* Often, only God’s mercy can undo the messes we make in our lives
* Thankfully, God’s steadfast love is stronger than the strongest sin
King David knew better, and knew exactly what he was doing, which is why his sin is so appalling, and why it humbles us, for some part of King David resides inside us all.
The facts are easy to grasp, in a time when King David should have gone to war with his men, he stayed home, and looked lustfully upon women as they bathed. The average home was less than 6oo square feet and had no internal plumbing. To bath and maintain good hygiene, men and women went to separate semi-public places.
The King’s house was on a high perch and looked down on the homes below, and upon where women bathed. Many look unattractive at a moment like that, but not the younger Bathsheba, the text mentions her as gorgeous.
Adding insult to injury, not lost on the King was the hour when those kinds of things generally took place.
The King calls his assistant and asks for her, everyone knows what that means, but no one says anything.
Both David and Bathsheba commit adultery and are guilty of it. Their sin is punishable by death under the laws of Moses. While Bathsheba was taken advantage of, she had options— screaming, saying no, or appealing to her grandfather or father, both of whom were loyal counselors to the King. It can be believed that had Bathsheba said no, David would have respected her for it.
Bathsheba’s pregnancy led to comedic tragedy. By the time David is done killing her husband, he will have broken each of the Ten Commandments.
None of this pleased God, who for the moment was doing nothing about it, but that will soon change.
Shortly after the child is born, the Prophet Nathan arrives at David’s door, the text in II Samuel 12:1 sounds haunting, the Lord sent Nathan. The Prophet arrived with a message, told through an enticing story of wrong, were the King, if there was any justice left inside him, would be compelled to demand immediate justice.
The tables are now turned on King David, for Nathan now speaks, and sacred daggers pierce David’s heart. You are the man, Nathan says.
David’s sin now comes face to face with God.
Thus says the Lord, the God of Israel, is the next line, spoken without a stutter. Nathan delivers a blistering series of good that God did for David. He spoke in staggering terms of God’s great abundance and never ending promises, delivered without fail to the little shepherd boy. So rich, vast, and immediate were the blessings, and here is the deeper truth Nathan let’s out, God was willing to give King David anything he wanted—anything of course, but sin.
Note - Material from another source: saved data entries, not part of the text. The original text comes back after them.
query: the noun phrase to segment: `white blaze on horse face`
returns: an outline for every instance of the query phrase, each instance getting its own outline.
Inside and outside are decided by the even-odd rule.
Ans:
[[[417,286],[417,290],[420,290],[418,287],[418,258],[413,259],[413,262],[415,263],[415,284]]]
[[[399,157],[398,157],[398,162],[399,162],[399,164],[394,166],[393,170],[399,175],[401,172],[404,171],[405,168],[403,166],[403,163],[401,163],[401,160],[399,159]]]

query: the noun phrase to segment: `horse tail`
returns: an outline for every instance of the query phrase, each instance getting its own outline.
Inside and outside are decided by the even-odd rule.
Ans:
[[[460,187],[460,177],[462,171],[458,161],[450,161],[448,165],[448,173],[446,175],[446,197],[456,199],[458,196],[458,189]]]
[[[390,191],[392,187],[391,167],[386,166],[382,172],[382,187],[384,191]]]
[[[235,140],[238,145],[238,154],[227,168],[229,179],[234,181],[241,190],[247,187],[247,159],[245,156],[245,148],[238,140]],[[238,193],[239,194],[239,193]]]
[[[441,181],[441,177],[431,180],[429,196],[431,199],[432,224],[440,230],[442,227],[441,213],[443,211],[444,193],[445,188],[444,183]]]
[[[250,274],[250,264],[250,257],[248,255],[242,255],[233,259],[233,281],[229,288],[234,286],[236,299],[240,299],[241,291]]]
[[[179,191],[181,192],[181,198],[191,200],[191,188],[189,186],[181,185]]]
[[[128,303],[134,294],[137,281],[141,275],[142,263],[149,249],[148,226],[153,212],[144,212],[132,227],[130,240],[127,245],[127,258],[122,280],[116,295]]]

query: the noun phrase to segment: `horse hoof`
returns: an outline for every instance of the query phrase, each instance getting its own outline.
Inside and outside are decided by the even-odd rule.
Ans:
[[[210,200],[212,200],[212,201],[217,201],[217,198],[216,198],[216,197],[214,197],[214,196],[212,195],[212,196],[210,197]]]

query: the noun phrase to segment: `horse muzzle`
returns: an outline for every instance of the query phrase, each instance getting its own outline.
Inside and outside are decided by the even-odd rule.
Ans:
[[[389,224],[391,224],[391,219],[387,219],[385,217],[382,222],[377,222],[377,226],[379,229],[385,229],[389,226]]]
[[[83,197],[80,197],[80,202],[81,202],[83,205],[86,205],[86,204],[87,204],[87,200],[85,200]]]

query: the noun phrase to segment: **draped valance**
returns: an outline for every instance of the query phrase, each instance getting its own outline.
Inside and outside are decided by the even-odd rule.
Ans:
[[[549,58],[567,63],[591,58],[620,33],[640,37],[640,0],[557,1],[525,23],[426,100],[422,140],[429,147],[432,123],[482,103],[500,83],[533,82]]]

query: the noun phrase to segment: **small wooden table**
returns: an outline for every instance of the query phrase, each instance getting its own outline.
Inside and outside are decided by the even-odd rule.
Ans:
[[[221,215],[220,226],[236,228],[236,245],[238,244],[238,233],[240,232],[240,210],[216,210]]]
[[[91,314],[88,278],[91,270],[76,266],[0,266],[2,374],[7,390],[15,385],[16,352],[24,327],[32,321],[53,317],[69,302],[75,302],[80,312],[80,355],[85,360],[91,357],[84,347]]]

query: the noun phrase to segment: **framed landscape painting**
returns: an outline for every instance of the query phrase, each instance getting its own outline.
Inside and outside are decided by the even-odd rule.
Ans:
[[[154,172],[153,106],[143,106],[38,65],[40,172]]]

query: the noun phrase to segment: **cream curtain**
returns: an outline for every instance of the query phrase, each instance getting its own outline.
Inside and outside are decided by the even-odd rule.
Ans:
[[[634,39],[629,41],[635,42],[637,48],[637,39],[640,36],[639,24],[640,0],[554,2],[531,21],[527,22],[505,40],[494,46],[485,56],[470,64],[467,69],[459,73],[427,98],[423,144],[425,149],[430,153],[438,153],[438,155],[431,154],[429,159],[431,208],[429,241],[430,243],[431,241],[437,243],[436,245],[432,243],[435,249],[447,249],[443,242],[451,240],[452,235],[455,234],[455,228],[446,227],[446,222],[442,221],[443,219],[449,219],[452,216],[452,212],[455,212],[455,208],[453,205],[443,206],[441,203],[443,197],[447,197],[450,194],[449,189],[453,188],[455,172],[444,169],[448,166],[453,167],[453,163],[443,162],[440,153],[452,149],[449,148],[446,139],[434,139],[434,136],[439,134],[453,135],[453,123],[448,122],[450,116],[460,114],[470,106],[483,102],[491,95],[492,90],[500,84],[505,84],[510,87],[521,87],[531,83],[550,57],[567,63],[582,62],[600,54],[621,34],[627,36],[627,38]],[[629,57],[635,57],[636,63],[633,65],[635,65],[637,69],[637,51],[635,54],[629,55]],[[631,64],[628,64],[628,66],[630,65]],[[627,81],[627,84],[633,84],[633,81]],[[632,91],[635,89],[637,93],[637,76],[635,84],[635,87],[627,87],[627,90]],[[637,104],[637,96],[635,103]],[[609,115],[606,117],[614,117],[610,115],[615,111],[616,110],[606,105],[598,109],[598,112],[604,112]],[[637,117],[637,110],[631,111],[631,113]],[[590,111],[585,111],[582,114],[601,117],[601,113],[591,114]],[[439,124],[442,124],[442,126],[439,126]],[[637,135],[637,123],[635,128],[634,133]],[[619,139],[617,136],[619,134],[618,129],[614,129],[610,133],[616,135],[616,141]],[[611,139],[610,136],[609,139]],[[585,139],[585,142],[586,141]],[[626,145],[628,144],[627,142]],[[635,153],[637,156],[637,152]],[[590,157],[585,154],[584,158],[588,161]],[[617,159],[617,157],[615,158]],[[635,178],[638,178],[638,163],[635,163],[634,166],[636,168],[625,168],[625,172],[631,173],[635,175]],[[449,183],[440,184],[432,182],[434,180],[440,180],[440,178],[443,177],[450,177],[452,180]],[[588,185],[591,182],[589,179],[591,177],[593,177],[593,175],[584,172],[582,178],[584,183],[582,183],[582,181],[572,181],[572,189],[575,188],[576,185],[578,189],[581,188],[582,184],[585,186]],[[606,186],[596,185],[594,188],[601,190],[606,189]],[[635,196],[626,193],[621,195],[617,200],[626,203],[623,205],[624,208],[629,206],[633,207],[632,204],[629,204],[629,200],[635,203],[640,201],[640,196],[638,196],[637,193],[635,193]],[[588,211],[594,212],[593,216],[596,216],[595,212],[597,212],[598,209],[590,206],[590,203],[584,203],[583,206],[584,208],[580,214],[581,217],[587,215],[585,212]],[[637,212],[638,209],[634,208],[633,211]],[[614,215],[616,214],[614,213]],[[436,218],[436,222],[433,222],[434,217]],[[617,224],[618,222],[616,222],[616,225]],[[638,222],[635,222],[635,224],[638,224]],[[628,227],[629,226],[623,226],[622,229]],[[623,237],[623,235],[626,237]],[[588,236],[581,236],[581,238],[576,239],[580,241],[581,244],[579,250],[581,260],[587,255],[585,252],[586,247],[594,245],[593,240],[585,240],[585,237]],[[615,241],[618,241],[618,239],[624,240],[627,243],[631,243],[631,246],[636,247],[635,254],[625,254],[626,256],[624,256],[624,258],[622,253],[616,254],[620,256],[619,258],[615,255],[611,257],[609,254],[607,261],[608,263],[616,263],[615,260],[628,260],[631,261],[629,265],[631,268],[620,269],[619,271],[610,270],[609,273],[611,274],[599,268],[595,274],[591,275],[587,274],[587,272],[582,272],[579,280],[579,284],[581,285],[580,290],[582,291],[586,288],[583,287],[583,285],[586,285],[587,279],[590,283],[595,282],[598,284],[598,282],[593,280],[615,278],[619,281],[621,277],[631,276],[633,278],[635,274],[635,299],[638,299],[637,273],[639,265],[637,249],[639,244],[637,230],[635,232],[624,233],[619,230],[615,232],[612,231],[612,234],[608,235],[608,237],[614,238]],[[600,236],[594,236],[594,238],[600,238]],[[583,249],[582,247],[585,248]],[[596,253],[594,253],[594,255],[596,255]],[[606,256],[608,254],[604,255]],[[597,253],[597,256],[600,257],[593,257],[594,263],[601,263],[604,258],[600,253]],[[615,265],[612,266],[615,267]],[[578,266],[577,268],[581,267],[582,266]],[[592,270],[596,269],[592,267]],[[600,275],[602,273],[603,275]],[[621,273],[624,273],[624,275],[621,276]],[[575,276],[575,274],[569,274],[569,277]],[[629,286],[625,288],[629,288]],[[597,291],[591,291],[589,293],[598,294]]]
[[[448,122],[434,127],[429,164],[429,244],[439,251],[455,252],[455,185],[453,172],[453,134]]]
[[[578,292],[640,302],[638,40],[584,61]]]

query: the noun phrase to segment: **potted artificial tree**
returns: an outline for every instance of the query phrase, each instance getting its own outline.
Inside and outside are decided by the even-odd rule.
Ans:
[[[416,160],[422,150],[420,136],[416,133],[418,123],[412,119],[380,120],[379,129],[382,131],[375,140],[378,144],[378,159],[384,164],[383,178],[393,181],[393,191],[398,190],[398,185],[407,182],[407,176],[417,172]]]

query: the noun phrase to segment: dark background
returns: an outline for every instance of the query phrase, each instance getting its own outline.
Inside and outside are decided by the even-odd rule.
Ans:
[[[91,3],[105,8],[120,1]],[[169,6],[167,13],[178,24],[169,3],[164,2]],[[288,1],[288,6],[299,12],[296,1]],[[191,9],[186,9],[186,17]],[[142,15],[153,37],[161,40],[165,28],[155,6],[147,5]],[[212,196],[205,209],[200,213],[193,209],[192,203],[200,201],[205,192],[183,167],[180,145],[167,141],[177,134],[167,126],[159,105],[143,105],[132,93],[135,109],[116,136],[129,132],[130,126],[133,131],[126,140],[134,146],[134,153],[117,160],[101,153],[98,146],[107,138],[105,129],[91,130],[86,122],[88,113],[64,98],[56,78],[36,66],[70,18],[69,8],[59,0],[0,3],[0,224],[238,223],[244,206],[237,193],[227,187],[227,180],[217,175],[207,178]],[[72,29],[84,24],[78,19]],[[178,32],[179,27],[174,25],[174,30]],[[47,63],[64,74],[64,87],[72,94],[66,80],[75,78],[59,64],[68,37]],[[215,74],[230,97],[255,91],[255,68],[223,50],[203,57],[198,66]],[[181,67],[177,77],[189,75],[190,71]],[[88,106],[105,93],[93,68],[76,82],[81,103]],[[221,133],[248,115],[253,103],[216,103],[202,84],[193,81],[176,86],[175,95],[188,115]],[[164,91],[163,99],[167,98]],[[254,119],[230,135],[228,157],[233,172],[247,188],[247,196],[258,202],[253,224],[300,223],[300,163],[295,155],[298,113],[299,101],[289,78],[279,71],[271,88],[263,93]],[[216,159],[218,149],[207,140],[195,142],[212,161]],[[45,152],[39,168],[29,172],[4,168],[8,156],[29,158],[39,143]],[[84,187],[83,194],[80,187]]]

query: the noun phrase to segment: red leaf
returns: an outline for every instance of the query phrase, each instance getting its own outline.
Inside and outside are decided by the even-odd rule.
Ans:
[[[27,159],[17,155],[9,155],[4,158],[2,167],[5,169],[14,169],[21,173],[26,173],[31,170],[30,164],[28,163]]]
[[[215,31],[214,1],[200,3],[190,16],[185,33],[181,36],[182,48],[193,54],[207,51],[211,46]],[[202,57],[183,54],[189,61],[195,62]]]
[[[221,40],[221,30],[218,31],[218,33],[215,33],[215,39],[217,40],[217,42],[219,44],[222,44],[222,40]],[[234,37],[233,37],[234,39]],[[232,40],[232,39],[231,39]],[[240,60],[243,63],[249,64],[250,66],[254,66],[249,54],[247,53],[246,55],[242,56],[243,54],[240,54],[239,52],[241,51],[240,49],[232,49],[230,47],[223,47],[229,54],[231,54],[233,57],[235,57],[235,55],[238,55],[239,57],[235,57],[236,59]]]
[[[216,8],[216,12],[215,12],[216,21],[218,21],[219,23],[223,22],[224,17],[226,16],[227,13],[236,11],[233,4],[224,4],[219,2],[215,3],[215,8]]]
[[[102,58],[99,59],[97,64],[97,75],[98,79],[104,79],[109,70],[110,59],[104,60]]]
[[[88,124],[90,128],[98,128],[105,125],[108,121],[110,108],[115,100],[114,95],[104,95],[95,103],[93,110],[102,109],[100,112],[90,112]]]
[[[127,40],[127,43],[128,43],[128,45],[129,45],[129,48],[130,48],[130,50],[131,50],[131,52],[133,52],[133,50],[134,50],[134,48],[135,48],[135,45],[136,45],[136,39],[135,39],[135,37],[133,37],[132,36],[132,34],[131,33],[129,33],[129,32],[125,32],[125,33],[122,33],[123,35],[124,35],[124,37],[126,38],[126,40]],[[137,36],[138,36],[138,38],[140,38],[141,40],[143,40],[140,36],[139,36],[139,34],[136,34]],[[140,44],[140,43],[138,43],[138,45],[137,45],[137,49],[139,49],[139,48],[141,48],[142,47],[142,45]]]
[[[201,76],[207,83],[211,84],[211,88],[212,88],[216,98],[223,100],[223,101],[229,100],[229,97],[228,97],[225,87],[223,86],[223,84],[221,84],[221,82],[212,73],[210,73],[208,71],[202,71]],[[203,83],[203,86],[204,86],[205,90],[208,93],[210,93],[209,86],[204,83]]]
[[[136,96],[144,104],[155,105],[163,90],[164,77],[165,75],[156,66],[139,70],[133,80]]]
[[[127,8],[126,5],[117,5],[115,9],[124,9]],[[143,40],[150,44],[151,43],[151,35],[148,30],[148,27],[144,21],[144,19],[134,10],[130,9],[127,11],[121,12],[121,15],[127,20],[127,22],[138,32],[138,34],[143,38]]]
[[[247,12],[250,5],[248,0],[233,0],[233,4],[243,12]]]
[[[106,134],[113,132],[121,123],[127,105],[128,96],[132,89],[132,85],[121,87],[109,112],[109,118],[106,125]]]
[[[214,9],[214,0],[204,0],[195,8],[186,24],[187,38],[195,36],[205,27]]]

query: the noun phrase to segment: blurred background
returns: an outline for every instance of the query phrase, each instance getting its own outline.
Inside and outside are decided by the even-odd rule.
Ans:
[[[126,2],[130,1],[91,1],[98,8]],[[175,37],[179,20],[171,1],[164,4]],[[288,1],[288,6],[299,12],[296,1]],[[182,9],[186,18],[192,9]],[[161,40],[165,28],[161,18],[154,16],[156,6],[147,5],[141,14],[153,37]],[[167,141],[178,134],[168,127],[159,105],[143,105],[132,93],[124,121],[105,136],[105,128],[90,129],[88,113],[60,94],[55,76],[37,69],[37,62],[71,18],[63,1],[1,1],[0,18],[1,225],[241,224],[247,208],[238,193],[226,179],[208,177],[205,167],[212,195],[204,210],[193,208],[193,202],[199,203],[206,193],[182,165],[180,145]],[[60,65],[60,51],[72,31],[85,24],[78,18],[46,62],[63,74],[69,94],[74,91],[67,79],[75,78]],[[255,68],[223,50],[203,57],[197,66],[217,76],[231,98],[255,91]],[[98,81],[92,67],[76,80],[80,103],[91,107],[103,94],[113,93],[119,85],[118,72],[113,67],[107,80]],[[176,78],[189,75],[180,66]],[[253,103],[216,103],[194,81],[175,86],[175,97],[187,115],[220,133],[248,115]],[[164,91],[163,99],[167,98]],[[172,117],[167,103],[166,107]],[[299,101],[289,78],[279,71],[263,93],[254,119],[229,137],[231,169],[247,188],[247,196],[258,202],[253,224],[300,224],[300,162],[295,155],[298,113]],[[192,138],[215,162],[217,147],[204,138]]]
The consequences roll hard and firm, and David must hear it, the love child will die, and the sword will never leave your house, the things which you did privately against God, the Lord will allow publicly.
David has a single response, and it saved his life and legacy—I have sinned against the Lord, is all he says.
A deep and true repentance is all David had to offer God.
And that is all God ever wanted in the first place.